This is a worksheet where the cells contain arbitrary Java objects. They are described by a Java-like expression language: you can type a "Java" expression into a cell, and it will be parsed, executed, and the result will be cached as the contents of the cell. From this page, the worksheet is available both as an applet and as a Web Start application: in the latest release of jga (0.7), it is included as a stand-alone application as well. Both the standalone and the Web Start versions can read and write files on your local filesystem (with an appropriate warning in the case of the Web Start version).
The langauge is a subset of a Java 1.5 grammar, whose BNF form is available here. While it is an incomplete subset of the Java expression syntax, what's already implemented is enough to be interesting. You can do basic arithmetic (with all standard Number implementations, including BigDecimal and BigInteger), relational comparisons, shifts, boolean expressions, conditionals, call constructors and methods, reference member variables, cast values, test instanceof, and reference class constants.
There are minor extensions to cover the spreadsheet-like functionality that is inherent in this form.
- Cells may only contain objects -- there is no primitive/object dichotomy. When primitives need to be unboxed/reboxed in order to be passed to methods or constructors, it is done automatically.

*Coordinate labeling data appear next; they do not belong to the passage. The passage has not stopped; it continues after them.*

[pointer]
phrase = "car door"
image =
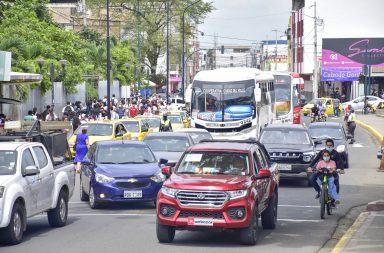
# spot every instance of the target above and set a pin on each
(46, 176)
(33, 183)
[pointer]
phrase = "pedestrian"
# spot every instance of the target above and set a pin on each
(30, 116)
(336, 107)
(352, 125)
(82, 146)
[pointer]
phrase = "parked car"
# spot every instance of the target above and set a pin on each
(219, 185)
(120, 171)
(197, 134)
(99, 131)
(321, 131)
(169, 145)
(33, 181)
(138, 128)
(291, 147)
(358, 103)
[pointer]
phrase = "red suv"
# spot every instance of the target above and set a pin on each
(219, 185)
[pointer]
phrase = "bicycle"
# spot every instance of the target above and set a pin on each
(325, 199)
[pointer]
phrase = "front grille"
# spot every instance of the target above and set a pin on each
(130, 185)
(202, 198)
(214, 215)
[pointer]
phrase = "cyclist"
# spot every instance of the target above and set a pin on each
(336, 157)
(326, 162)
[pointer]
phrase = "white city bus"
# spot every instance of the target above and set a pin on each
(232, 102)
(287, 100)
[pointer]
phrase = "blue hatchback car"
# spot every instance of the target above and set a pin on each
(120, 171)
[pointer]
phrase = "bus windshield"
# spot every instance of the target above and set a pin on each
(223, 101)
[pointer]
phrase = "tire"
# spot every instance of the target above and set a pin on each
(322, 203)
(13, 233)
(249, 235)
(165, 234)
(93, 203)
(57, 217)
(83, 195)
(269, 216)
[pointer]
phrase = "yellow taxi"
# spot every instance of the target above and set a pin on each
(327, 102)
(185, 118)
(138, 128)
(100, 130)
(153, 121)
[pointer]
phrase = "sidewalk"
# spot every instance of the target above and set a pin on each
(367, 232)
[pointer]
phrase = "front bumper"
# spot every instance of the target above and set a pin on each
(183, 216)
(111, 193)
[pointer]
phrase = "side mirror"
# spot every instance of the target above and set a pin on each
(263, 173)
(167, 171)
(163, 161)
(31, 171)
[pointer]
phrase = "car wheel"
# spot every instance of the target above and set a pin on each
(269, 216)
(249, 235)
(83, 195)
(92, 198)
(13, 233)
(165, 234)
(57, 217)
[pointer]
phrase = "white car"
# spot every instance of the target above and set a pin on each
(358, 103)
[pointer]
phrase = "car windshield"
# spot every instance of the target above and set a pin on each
(124, 154)
(96, 129)
(174, 119)
(336, 133)
(167, 143)
(7, 162)
(197, 136)
(285, 136)
(212, 163)
(132, 126)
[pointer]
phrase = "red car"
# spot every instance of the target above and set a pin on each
(219, 185)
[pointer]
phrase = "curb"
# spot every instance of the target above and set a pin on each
(350, 233)
(373, 131)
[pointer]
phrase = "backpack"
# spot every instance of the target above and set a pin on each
(67, 110)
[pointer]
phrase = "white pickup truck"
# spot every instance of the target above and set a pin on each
(31, 184)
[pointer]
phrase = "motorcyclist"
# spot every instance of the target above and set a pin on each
(335, 156)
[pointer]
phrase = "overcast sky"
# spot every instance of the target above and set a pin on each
(251, 20)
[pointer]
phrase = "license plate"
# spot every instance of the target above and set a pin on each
(133, 194)
(200, 222)
(285, 167)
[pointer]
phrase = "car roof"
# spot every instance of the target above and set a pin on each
(222, 145)
(325, 124)
(286, 126)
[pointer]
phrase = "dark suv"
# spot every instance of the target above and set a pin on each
(291, 147)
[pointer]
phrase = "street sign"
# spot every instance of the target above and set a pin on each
(5, 66)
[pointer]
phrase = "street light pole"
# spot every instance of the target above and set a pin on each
(108, 66)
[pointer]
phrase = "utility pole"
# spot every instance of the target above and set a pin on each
(315, 69)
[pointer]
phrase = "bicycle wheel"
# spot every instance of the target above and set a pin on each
(322, 202)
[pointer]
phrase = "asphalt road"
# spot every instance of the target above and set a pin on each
(131, 227)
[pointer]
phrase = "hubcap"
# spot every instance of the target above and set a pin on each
(17, 224)
(62, 209)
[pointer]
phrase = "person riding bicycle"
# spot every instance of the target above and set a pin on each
(326, 162)
(336, 157)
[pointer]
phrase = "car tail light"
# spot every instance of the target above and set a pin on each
(296, 115)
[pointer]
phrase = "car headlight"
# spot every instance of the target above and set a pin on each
(2, 188)
(340, 148)
(307, 157)
(158, 177)
(100, 178)
(170, 192)
(237, 194)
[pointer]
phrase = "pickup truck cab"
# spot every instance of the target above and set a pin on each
(219, 185)
(32, 181)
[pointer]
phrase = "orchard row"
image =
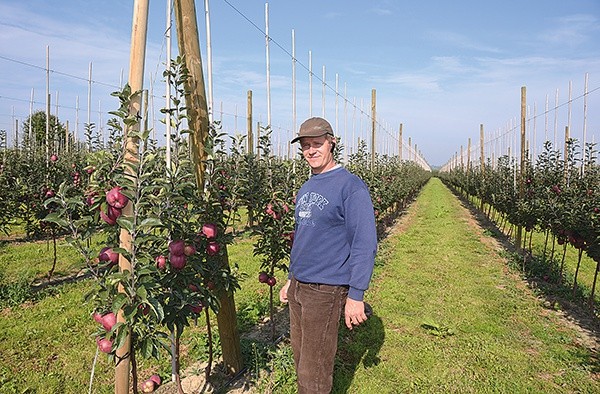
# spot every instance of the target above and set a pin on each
(558, 196)
(178, 231)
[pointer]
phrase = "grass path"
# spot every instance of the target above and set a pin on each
(450, 317)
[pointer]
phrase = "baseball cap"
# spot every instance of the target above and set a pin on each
(314, 127)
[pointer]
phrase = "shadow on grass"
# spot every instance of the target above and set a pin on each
(357, 347)
(543, 277)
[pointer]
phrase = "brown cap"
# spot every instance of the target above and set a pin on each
(314, 127)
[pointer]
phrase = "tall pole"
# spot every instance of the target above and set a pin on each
(585, 94)
(522, 166)
(373, 125)
(208, 61)
(309, 83)
(136, 82)
(267, 39)
(294, 116)
(400, 143)
(323, 95)
(197, 111)
(250, 148)
(168, 87)
(47, 142)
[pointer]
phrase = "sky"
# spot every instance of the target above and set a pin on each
(438, 68)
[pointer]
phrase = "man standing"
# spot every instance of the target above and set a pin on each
(332, 258)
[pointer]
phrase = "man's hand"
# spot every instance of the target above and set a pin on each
(354, 313)
(283, 292)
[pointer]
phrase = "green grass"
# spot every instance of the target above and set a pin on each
(47, 347)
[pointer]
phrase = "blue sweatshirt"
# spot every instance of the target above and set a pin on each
(335, 240)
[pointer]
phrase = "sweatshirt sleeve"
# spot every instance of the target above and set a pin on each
(362, 237)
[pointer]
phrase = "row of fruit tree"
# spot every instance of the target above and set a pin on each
(179, 230)
(558, 196)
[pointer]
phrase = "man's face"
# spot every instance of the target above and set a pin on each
(317, 152)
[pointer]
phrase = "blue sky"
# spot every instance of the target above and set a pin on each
(441, 68)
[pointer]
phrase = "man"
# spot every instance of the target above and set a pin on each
(332, 258)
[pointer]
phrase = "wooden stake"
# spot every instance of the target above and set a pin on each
(518, 236)
(136, 81)
(250, 142)
(373, 125)
(189, 46)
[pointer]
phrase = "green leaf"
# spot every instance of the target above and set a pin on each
(151, 222)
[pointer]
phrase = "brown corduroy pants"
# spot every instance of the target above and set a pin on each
(315, 311)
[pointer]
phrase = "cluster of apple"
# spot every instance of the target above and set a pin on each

- Cells are weakly-typed, in that they do not ensure that the result of the expression that they contain are of any particular type: this will be an optional setting eventually (such that a strongly typed cell will reject any value or formula that is not of the correct type).
- Cells may reference values in other cells, using
a keyword cell, as in
cell(0,0)
or
cell("foo")
cell takes either the name of the target cell, or a pair of integers, representing the absolute 0-based address of the cell being referenced. - Relative addressing is implemented in the form of a pair of keywords, row
and col which will represent of the row and column number of the cell whose
formula is being set. row and col can be used in arithmetic operations, as in
cell(row, col+1)
which would refer to the value of the cell immediately to the right of the cell in which that reference appears - Cells may be referenced before they have been initialized: their default value is the Integer 0 (the default type and value will eventually be configurable).
- Cells may be named via a menu choice on either the main menu (if any) or via a right click menu.
- 'this' refers to the spreadsheet, making the net.sf.jga.swing.Spreadsheet API available within the spreadsheet itself. It is very possible that careless use of the API can lead to endless loops, memory exhaustion, and other undesirable results. It may also be possible to analyze and prevent some of this, but it isn't happening yet, so consider this your one and only (official) warning.
The following expression syntax is not yet implemented
- arrays
- numeric coercion (arithmetic and relational operands must cast if necessary)
- Nested class constructor calls (ie, the rarely used "foo.new bar()" syntax)
- assignments or assignment forms (i.e.: +=, -=, etc)
- pre- or post- increment or decrements
- anonymous class creation
Note that this is running the jga-0.7.jar, and it makes very heavy
use of the FunctorParser, which
allows you to programatically parse expressions into Functors, doing
things like:
UnaryFunctor fn = parser.parseUnary("x.length()", String.class);to create a functor that returns the length of any string you pass it (as an Integer). The parser (and its generified derivitive GenericParser) is available programaticlly, allowing functors to be described using a more natural expression syntax. The visual basis of the Hacker's Worksheet is the net.sf.jga.swing.spreadsheet.Spreadsheet class that forms the basis of the: this is a JTable derivative that can be used like any other Swing widget in rich client applications.